Options are: ont, ul_ont and ul_ont_extreme. These presets use ONT trained models for SNP and indell calling, and only differ in --sequencing argument. With ont, ul_ont and ul_ont_extreme options, NanoCaller uses haplotype information from up to 50kbp, 100kbp and 300kbp bases away, respectively, for SNP calling. There is no difference in indel calling between these options. Therefore, use ul_ont if you have a significant number of reads that are up to 100kbp long, and ul_ont_extreme if you have a significant number of reads that are up to 300kbp long.

Preset ont is equivalent to:

--sequencing ont
--snp_model ONT-HG002
--indel_model ONT-HG002
--neighbor_threshold '0.4,0.6'
--ins_threshold 0.4
--del_threshold 0.6

Preset ul_ont is equivalent to:

--sequencing ul_ont
--snp_model ONT-HG002
--indel_model ONT-HG002
--neighbor_threshold '0.4,0.6'
--ins_threshold 0.4
--del_threshold 0.6

Preset ul_ont_extreme is equivalent to:

--sequencing ul_ont_extreme
--snp_model ONT-HG002
--indel_model ONT-HG002
--neighbor_threshold '0.4,0.6'
--ins_threshold 0.4
--del_threshold 0.6

PacBio reads:

Options are ccs and clr, for PacBio CCS (HiFi) and CLR reads respectively.

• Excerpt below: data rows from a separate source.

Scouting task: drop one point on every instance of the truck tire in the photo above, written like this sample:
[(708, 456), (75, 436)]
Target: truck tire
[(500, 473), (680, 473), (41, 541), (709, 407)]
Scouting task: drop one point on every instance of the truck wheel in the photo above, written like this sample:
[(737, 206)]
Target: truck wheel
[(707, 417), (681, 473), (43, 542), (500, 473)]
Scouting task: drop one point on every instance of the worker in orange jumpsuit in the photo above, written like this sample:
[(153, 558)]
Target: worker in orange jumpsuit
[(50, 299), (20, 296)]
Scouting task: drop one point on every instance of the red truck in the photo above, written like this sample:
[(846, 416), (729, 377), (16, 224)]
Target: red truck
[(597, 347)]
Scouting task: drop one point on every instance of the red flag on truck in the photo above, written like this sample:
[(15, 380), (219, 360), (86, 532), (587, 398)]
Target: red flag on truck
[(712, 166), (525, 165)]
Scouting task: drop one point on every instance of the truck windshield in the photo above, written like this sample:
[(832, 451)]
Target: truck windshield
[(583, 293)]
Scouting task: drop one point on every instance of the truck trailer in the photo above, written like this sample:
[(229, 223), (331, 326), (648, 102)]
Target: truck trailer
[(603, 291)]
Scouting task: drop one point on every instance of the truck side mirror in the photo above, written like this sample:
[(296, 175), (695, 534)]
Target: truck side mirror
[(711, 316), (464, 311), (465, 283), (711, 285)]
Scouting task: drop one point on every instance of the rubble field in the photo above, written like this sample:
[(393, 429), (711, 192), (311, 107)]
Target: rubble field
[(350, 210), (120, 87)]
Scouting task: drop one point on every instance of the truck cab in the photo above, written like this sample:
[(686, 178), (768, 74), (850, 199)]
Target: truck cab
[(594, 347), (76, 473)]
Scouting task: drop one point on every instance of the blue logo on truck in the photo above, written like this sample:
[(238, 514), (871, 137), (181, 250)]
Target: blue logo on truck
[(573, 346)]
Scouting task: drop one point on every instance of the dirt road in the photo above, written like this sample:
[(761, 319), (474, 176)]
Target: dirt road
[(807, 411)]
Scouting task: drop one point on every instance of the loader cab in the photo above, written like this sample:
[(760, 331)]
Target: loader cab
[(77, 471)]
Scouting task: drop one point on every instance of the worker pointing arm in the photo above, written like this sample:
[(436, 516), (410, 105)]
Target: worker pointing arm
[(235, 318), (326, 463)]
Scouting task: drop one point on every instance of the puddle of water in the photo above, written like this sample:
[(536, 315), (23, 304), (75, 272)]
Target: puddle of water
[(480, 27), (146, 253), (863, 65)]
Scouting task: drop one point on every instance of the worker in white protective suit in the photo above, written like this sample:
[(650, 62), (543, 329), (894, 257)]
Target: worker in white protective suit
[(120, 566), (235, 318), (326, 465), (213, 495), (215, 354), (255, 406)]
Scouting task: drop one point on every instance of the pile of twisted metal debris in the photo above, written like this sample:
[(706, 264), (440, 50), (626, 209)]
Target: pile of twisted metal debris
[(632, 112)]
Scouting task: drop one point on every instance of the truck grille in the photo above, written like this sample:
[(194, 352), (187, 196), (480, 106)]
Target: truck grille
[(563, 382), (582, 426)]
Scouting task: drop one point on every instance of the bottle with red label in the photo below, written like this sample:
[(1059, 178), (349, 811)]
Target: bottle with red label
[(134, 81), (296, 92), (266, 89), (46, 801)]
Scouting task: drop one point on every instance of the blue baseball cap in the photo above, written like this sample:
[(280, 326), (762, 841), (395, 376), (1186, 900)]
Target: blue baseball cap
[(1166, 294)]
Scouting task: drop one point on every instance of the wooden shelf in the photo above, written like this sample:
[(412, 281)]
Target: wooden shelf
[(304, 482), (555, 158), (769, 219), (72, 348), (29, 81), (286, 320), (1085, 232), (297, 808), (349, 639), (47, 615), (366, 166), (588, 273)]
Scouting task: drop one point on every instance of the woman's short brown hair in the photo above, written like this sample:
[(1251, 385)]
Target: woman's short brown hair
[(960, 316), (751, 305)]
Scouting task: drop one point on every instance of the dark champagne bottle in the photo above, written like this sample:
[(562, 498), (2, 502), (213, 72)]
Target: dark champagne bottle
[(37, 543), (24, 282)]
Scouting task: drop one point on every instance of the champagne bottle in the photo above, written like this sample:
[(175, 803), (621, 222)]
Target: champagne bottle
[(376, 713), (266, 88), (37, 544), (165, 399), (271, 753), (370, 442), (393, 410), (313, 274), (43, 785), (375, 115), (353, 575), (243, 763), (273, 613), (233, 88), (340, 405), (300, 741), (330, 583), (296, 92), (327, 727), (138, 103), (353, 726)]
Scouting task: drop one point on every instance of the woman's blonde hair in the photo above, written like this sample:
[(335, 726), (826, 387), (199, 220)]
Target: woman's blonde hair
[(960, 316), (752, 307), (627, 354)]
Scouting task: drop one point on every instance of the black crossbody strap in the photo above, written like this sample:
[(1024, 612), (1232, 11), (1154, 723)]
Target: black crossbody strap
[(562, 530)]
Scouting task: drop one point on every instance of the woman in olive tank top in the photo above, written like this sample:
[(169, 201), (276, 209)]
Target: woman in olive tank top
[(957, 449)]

Preset ccs is equivalent to:

--sequencing pacbio
--snp_model CCS-HG002
--indel_model CCS-HG002
--neighbor_threshold '0.3,0.7'
--ins_threshold 0.4
--del_threshold 0.4
--enable_whatshap
--impute_indel_phase

Preset clr is equivalent to:

--sequencing pacbio
--snp_model CLR-HG002
--indel_model ONT-HG002
--neighbor_threshold '0.3,0.6'
--ins_threshold 0.6
--del_threshold 0.6
--win_size 10
--small_win_size 2
--enable_whatshap

Important Considerations

Some important options to keep in mind when using NanoCaller:

  • --sequencing argument is important to set because NanoCaller has slightly different settings for generating inputs for each type of sequencing. If you use a preset option --preset, then --sequencing is set automatically.
  • --exclude_bed argument can be used to speed up NanoCaller. For instance, by setting it to hg38, you can tell NanoCaller to skip centromere and telomere regions which have incredibly high number of candidate variants due to poor alignment.
  • -nbr_t option is sensitive to sequencing type so choose this accordingly.
  • -ins_t and del_t are insertion and deletion frequency thresholds are per haplotype. Default values are slightly higher due to high error in ONT reads, but these thresholds can be lowered for CCS reads.
  • CLR reads have incredibly low insertion and deletion freqencies in a pileup due highly variable placement of indels by aligners. To detect indels on CLR reads, you would need to set low frequency threhsolds, which leads to a huge increase in runtime.
  • --enable_whatshap flag can improve SNP calling performance for PacBio reads.